Le Niger, le Mali et le Burkina Faso veulent harmoniser leurs politiques énergétiques




« Les avantages de la mise en commun de nos efforts permettront notamment une meilleure sécurité énergétique, la réduction des coûts, l’efficacité du marché et la transition énergétique, en facilitant l’intégration des énergies renouvelables », d’après le Premier ministre malien Abdoulaye Maïga

 

Les pays membres de la Confédération de l’Alliance des États du Sahel (AES) comprenant le Mali, le Burkina Faso et le Niger souhaitent harmoniser le secteur de l’énergie au sein de l’espace confédéral.
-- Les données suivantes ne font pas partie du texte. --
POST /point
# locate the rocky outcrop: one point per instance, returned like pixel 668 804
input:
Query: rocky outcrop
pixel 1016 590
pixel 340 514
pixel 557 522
C’est ce qui ressort de la première rencontre des régulateurs du secteur de l’énergie de la Confédération des États du Sahel (AES) tenue le 6 mai dernier à Bamako sous la présidence du Premier ministre malien, le général de division Abdoulaye Maïga.

Le général Maïga a souligné que « l’objectif vise à faire de l’espace confédéral un espace de paix, de solidarité, de dignité, de prospérité et de souveraineté retrouvée », affirmant que « les avantages de la mise en commun de nos efforts permettront notamment une meilleure sécurité énergétique, la réduction des coûts, l’efficacité du marché et la transition énergétique, en facilitant l’intégration des énergies renouvelables ».
Cette rencontre de haut niveau entre régulateurs de l’énergie témoigne, dit-il, « de l’unité de nos trois pays, reflétant une position commune sur les grandes questions régionales dans le domaine de l’énergie ».

Abdoulaye Maïga a rappellé au cours de son allocution d’ouverture que « le potentiel énergétique des pays de la Confédération AES est important, à savoir le soleil, le vent, l’eau, l’uranium, le charbon, le pétrole, la biomasse, entre autres », expliquant aussi que « l’énergie n’est pas une ressource commerciale, mais plutôt une arme de défense », avant de signifier aux régulateurs que « les défis sont de taille ».

« Il s’agit notamment du faible taux d’accès à l’électricité, d’une capacité de production énergétique limitée, des échanges régionaux d’énergie encore faibles, d’un haut niveau de pertes techniques et commerciales, du déficit d’infrastructures, du faible niveau des échanges commerciaux et de la faiblesse de compétitivité du secteur privé », a-t-il ajouté.